Rilke: Mutluluk insanların içine dalar, mutluluk kaderdir; sevinci ise insanlar kendi içlerinde filizlendirirler, sevinç kalbin üzerindeki güzel bir mevsimdir sadece; sevinç insanların erkinde olan en büyük şeydir.” (s.82)

“Mutlu yaşam insanların hepsinin arzuladıkları şey değil midir? Mutlu olmayı istemeyen kimse var mıdır? İnsanlar mutluluğu bu kadar arzuladıklarına göre onu bir yerlerde tanımış olmalılar. Mutluluğu sevmeleri için onu bir yerlerde görmüş olmalılar. Kuşkusuz bu duygu içimizde, ama nasıl, bilmiyorum. Mutluluğa fiili bir şekilde sahip olmak da bir çeşit mutluluktur. Kimileri de sadece umut ederek mutlu olurlar. Bunlar mutluluğa fiili anlamda sahip olanlardan bir derece daha düşük seviyede sahipler. Bununla birlikte bunlar mutluluğu hiç tanımayanlardan daha üstündür. Mutluluğu hiç tanımayanlar bu şekilde mutlu olmak istemezler, ancak mutluluğu istedikleri kuşku götürmez.” Augustinus (s.83)

“Augustinus, sonra, mutluluğun bellekte değilse nerede bulunduğunu sorar; ve işte o zaman, mutluluğu tanımasaydık onu o kadar sevmezdik savının izini sürerek, mutluluğun bellekte saklandığını, bunun böyle olduğunu söyler. Bellekte, sadece önceden yaşanmış olan mutlu olunmuş zamanın anısı yoktur, mutluluk umudu, gelecek ile geçmişin ve geçmiş ile geleceğin bu sırlı bağıntısı da vardır.” (s.83)

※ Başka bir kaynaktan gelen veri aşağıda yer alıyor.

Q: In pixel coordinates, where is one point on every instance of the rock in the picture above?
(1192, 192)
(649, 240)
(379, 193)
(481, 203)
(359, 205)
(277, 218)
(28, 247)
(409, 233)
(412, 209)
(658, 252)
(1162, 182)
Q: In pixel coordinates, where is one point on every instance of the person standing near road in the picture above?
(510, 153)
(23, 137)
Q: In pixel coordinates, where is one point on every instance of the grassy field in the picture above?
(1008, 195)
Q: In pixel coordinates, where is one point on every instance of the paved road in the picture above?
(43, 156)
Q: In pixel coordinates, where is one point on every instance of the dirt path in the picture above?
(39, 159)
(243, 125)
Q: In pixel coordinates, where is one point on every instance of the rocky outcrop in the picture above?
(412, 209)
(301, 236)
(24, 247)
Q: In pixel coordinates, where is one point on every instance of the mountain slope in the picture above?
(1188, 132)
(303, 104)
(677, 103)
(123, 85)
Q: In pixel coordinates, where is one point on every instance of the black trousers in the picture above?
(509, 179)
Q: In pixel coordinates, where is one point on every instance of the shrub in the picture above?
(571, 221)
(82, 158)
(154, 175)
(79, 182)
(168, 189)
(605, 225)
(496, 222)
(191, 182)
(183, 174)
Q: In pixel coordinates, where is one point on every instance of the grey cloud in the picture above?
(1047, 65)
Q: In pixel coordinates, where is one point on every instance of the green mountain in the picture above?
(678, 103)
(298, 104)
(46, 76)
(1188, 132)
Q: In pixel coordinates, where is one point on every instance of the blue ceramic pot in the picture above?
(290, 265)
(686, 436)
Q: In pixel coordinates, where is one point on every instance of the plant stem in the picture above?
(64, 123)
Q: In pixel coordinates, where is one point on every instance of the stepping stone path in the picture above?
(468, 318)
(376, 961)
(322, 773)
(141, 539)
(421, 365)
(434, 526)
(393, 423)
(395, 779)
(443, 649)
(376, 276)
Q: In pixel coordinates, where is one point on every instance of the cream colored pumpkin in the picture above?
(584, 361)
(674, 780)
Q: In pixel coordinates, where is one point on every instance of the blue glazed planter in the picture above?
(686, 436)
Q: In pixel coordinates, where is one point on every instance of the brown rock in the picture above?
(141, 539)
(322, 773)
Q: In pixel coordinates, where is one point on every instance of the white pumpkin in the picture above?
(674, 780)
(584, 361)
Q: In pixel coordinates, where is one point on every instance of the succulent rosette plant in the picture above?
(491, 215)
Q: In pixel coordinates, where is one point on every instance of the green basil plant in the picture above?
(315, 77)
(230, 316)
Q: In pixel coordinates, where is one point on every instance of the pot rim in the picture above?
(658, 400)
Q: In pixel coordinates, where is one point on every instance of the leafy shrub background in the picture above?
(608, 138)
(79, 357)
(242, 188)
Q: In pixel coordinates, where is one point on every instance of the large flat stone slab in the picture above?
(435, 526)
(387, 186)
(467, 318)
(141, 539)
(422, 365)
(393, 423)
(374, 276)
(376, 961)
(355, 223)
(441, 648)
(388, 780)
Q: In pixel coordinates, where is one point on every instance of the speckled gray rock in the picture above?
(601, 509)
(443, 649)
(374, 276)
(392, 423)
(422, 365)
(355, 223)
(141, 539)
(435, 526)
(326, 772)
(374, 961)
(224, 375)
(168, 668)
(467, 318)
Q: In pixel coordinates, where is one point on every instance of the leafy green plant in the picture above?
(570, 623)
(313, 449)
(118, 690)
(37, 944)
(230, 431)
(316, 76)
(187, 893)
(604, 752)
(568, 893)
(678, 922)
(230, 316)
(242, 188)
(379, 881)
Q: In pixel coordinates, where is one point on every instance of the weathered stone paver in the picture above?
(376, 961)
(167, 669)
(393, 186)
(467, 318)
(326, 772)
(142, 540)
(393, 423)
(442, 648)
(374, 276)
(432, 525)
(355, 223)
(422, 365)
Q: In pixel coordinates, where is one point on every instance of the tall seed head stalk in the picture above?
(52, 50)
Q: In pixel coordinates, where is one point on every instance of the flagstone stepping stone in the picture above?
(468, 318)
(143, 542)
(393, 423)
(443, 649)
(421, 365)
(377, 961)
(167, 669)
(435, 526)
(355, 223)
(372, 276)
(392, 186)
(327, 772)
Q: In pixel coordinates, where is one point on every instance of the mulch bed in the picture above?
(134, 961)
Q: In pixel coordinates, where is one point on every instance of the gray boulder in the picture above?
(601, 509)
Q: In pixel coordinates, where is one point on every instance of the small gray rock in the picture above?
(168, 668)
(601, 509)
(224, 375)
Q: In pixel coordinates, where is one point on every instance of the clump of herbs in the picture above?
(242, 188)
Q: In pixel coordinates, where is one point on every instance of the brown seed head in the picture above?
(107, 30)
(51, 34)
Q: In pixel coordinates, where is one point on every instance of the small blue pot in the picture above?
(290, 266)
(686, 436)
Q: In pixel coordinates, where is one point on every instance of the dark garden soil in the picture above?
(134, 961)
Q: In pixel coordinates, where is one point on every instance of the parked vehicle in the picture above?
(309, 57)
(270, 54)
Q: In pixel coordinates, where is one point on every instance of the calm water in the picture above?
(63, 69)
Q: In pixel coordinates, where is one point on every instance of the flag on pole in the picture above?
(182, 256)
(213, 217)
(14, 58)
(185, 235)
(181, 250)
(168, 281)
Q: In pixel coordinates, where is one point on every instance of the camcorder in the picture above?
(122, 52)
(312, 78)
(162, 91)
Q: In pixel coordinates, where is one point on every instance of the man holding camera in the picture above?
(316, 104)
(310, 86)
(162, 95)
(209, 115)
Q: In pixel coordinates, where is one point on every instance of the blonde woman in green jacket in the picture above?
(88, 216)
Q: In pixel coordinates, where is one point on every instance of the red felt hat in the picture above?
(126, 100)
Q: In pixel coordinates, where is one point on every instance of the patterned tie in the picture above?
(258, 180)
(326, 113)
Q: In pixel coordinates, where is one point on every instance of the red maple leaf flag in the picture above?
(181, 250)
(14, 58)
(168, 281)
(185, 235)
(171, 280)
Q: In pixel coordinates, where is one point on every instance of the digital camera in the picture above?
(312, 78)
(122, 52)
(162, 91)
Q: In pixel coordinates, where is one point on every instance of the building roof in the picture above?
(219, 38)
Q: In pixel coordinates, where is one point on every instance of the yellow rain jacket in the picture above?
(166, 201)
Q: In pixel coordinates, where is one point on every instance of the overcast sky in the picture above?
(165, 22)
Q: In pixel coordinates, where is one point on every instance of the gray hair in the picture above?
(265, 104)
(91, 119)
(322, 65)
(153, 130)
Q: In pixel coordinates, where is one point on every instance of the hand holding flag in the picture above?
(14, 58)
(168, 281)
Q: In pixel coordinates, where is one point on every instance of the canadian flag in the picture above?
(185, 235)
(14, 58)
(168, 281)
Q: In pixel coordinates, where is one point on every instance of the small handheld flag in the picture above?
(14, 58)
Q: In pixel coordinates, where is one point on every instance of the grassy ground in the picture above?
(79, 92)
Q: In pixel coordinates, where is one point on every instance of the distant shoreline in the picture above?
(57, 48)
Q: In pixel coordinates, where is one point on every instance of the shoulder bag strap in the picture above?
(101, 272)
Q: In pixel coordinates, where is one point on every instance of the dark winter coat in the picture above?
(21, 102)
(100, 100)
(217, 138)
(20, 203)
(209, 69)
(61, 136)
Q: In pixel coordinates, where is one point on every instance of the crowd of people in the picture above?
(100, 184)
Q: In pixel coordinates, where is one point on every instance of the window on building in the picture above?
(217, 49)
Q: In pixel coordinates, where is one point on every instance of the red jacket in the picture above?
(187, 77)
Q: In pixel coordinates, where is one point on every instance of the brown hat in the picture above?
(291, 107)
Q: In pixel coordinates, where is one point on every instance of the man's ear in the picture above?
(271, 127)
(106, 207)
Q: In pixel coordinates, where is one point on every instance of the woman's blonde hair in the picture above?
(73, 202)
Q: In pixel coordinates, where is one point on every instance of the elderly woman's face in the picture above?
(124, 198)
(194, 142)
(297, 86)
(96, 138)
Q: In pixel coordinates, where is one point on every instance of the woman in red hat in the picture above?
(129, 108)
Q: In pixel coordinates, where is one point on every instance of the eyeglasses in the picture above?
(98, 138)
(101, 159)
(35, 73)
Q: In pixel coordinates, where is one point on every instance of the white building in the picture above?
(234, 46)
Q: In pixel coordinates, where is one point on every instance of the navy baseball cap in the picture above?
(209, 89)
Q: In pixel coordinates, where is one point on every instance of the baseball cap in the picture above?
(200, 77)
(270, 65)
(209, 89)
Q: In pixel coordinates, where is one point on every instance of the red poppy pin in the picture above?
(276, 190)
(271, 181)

“Otto Friedrich Bollnow çok güzel bir kitabında hüznün ve acının insanın diğer insanlarla ve olaylarla bağını kopardığını ileri sürmektedir; keyifli, mutlu ruh hallerinin ise bizim ve başkalarının yaşadığı deneyimlere yönelik bilgi alanımızı genişlettiğini, bizleri aksi taktirde ulaşamayacağımız gerçekliklere, algı ve sezgilere götürdüğünü söylemektedir. Alman filozof bunu söylerken, Goethe’den sonra en büyük Alman lirik şairi olan Eduar Mörike’nin, mutluluğa ilişkin duygusal bir durumu tanımlarken, muhteşem bir imgeyle, ruhum ayçiçeği gibi açık, dizesini hatırlatmaktadır.” (s.86)

“Bollnow, mutlu ruh hallerinin ulaştığı bilişsel ufukların daha başka duygusal kaynağı olan ruh halleriyle kıyaslanamayacağı savını vurgular. Bollnow, gerçekliğe özellikle de duygusal gerçekliğe dair çok yönlü, bütüncül bilgiye ulaşmada her bir ruh halinin kendine has ve yeri dolmaz bir işlevi olduğunu kabul etmekle birlikte, mutluluk ruh halini, Stimmungunu bir insanın varoluşsal bütünlüğünün kavranmasını sağlayan biricik duygusal durum olarak belirler.” (s.86)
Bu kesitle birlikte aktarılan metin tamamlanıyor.